Boston Tech Watch: Akili, Smartsheet, Tamr, Takeoff, Nanoramic & More
[Updated 9/19/18, 2:08 pm. See below.] It’s time to catch up on some recent Boston-area tech happenings:
—Takeoff Technologies, a Waltham, MA-based developer of robotic systems for grocery order fulfillment, recently raised $24 million from investors, the company said in an e-mail to Xconomy. The Series B funding round was led by Forrestal Capital and brings the startup’s total venture capital haul to $46 million, Takeoff’s Edgar Arciniegas said. The news was first reported by the Boston Globe.
—Tamr said it tacked $10 million onto its recently announced funding round, bringing the round’s total to $28 million. The new investors include Pear Tree Partners and Granite Hill Capital Partners, according to a press release. Previous investors in the round include Samsung Ventures, GV, New Enterprise Associates, and Alumni Ventures Group. Cambridge, MA-based Tamr uses machine-learning algorithms, statistical analysis, and human experts to integrate businesses’ scattered data streams and clean up the information so the client can perform better analytics.
—Nanoramic Laboratories, which recently changed its name from FastCAP Systems, said it closed a $5 million investment from two Japan-based firms—NGK Spark Plug Co. and Marubun Corporation—and earlier Nanoramic backers. The MIT spinout develops products using advanced materials, including energy-storage devices designed to withstand extremely hot temperatures and strong vibrations.
—Quantiphi, a Marlborough, MA-based provider of machine learning software and services, raised $3.4 million from investors, per an SEC filing. [This paragraph added.—Eds.]
—Palo Alto, CA-based Orbital Insight announced it purchased FeatureX, an artificial intelligence startup focused on computer vision for satellite imagery. FeatureX’s founder and CEO is serial entrepreneur Gil Syswerda.
Orbital Insight performs analytics on data from satellites, drones, balloons, and other unmanned aerial vehicles. The deal marks Orbital Insight’s first acquisition. The company raised a $50 million Series C funding round last year.
—Akili Interactive Labs, a Boston-based startup that develops mobile video games intended to assess and treat a range of cognitive disorders, said it licensed technology that aims to improve brain function through a combination of cognitive tasks and physical movement. The approach, delivered through a new motion-capture video game interface, comes from the University of California, San Francisco research lab of Akili co-founder Adam Gazzaley. The integration of a physical activity component would mark a new direction for Akili’s experimental video game therapies.
Akili, which has raised $97 million from investors, is currently waiting to see if the FDA will clear its first product, aimed at treating attention deficit hyperactivity disorder (ADHD).
—Waltham-based Connance is being acquired by Louisville, KY-based Waystar for an undisclosed price.
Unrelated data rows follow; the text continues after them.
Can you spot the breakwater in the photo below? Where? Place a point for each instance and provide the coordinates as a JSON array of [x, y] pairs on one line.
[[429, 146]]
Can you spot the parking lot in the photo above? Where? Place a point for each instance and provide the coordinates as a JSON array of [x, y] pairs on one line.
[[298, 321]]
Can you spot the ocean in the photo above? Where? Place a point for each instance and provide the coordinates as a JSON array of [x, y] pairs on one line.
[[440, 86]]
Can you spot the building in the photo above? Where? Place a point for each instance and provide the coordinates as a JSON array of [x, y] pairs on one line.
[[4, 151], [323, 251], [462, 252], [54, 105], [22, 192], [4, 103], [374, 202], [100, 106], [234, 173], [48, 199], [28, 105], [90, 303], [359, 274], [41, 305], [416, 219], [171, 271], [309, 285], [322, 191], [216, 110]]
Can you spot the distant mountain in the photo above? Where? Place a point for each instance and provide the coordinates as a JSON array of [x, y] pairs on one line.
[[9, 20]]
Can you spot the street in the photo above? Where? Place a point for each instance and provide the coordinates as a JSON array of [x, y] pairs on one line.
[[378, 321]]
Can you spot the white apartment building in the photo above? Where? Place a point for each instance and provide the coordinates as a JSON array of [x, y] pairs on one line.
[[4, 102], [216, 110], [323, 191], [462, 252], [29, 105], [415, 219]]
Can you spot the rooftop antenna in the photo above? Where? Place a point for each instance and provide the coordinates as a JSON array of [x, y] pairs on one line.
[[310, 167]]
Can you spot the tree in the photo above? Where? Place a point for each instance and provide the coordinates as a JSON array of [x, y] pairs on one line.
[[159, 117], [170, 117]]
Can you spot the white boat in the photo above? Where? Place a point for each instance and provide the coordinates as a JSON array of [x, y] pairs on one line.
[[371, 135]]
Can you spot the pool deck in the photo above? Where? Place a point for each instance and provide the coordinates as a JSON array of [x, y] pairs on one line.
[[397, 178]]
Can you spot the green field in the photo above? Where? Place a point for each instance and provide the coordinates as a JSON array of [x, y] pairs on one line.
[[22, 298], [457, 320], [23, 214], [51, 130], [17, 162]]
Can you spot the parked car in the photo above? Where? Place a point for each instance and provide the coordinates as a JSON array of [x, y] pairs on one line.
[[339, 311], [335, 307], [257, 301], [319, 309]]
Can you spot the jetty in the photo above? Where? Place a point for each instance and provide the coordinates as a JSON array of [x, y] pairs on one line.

Both companies make software to help hospitals and clinics manage payments and other business operations. A spokesperson said that all 85 Connance employees are expected to join Waystar, which currently employs more than 700 people.
—Smartsheet (NYSE: SMAR), the Bellevue, WA-based collaborative software maker that went public earlier this year, said it’s expanding its downtown Boston office, adding room for up to 450 employees. The company currently houses 170 employees there, a spokesperson said.
—Lastly, Freight Farms introduced a new service aimed at making it easier for businesses, universities, hospitals, and other clients to adopt the startup’s indoor micro-farms—shipping containers filled with hydroponic farming systems that can grow a variety of lettuces, herbs, and other greens. With “Grown by Freight Farms,” the company will install its indoor farming systems at client sites, but what’s new is Freight Farms will also provide a staff member who will operate and maintain the farm for the customer. That eliminates the need for clients to train their own employees to operate the farm.